The EMPOWER Act would not prohibit “forced arbitration” clauses or nondisclosure agreements in legal settlements — the National Women’s Law Center points out that some victims of sexual harassment may prefer sealed settlements to protect their privacy — but it would prohibit language in employment contracts preventing employees from going public about sexual harassment and criticizing the companies for allowing it to happen.

Outrage over nondisclosure agreements has been building since The New York Times revealed that such practices protected film producer Harvey Weinstein for decades despite facing sexual harassment allegations from a number of women. Similar scandals have erupted at Fox News, but sexual harassment is not just a problem in Hollywood and the media.

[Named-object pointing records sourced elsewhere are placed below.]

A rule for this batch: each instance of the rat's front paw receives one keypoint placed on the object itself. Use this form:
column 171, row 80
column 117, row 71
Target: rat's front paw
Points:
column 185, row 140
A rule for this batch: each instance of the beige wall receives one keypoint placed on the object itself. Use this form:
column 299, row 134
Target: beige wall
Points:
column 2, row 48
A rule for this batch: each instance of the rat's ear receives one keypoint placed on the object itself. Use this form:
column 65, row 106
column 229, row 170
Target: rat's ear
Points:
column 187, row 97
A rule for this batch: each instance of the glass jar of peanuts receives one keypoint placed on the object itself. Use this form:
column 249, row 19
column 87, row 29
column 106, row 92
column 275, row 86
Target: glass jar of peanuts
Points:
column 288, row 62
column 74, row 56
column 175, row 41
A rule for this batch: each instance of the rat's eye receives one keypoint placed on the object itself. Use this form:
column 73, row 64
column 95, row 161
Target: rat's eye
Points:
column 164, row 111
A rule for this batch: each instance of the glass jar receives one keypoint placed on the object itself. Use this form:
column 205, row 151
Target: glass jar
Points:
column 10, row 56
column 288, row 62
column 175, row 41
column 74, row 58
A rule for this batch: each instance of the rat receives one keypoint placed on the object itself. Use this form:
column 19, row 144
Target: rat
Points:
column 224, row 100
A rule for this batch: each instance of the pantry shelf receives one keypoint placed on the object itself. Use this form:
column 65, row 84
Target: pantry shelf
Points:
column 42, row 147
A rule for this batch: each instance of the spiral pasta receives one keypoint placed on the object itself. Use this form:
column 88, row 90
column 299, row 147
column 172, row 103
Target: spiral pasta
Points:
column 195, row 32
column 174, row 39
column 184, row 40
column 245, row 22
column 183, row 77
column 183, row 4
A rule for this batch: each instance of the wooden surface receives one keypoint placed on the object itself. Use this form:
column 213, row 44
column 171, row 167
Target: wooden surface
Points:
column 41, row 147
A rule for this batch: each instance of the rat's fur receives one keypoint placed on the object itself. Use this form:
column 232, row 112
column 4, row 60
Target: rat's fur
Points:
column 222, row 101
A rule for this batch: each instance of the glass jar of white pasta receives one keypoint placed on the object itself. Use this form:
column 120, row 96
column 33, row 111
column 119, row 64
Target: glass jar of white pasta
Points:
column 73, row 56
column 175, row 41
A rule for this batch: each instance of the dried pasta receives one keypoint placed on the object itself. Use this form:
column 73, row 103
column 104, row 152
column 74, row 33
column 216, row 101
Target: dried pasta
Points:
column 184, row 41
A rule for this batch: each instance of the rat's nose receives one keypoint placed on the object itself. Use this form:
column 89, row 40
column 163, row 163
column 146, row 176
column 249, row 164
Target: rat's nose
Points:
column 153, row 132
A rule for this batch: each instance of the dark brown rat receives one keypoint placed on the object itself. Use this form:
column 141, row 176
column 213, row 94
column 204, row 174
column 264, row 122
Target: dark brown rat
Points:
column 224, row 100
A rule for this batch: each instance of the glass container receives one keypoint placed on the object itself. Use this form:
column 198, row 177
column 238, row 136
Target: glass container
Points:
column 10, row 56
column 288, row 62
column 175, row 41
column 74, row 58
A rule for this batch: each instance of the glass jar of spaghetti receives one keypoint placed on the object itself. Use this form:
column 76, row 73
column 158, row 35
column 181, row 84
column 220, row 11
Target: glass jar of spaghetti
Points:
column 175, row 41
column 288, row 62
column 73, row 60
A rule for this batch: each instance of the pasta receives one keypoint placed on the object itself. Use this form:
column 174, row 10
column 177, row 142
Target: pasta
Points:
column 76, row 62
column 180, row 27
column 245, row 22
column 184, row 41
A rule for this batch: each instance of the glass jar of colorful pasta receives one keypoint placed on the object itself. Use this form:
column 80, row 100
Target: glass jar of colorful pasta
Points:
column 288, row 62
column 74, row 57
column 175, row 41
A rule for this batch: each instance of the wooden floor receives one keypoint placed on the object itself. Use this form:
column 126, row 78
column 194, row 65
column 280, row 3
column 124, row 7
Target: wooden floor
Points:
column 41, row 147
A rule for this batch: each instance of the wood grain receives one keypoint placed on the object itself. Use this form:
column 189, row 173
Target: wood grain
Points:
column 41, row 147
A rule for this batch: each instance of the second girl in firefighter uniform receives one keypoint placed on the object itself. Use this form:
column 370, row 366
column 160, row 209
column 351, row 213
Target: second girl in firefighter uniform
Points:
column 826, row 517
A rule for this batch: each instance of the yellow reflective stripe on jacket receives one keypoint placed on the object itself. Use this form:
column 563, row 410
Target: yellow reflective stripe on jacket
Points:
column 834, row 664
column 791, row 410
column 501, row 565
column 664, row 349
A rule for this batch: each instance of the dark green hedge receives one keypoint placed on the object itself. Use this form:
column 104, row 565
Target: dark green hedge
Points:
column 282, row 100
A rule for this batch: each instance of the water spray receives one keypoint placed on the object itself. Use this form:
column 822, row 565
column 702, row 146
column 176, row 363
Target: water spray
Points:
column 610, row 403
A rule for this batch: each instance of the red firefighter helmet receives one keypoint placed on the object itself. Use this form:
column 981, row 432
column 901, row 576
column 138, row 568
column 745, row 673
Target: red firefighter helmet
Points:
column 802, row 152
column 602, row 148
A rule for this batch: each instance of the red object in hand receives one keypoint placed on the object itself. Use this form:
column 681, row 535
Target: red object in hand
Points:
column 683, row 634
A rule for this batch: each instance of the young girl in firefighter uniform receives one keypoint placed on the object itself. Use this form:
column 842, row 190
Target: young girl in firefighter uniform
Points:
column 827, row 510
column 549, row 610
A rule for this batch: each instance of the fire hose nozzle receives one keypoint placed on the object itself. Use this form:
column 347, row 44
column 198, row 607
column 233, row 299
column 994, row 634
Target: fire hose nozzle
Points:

Low-wage workers are particularly vulnerable because they fear speaking out could cause them to lose employment they need to survive. A 2016 study found that two in five women working in fast food reported sexual harassment on the job, including 28 percent who experienced multiple incidents of harassment. An alarming 42 percent of those who reported unwanted sexual behavior felt they had to accept it because they could not afford to lose their job, including 47 percent of Latinas.

In May, women of color working at McDonald’s restaurants demanded a sweeping federal investigation into sexual harassment at the global fast-food chain’s franchises in an effort to force change across the entire industry.

The EMPOWER Act would supplement the current complaint process at the US Equal Employment Opportunity Commission (EEOC) with a confidential tip line designed to help the commission and state agencies to target employers that allow systemic harassment. The bill would also require publicly traded companies to disclose the number of judgments and settlements resulting from sexual harassment claims in annual financial disclosures filed with investors and the government.

About one-quarter of the nearly 30,000 complaints filed with the EEOC in 2016 alleged sexual harassment, and 83 percent of the sexual harassment complaints were filed by women, according to the commission and the National Women’s Law Center.

Currently, companies can write off the cost of litigating and settling sexual harassment claims from their taxes, which effectively allows companies to treat the problem as another “cost of business.” The EMPOWER Act would prohibit these write-offs and protect settlements won by victims as non-taxable income. The bill would also require companies to develop training programs to help employees at all levels understand how to prevent, identify and report sexual harassment at work.

While lawmakers from both parties and advocates for women have welcomed the EMPOWER Act, it remains unclear whether the Republican leadership will bring the bill to a vote before midterm elections.

“The #MeToo movement has shown that sexual harassment is all too pervasive for women regardless of where we work,” said Sharmili Majmudar, interim CEO of the advocacy group Women Employed, in a statement. “We encourage all members of Congress to make this bill a priority to ensure its passage.”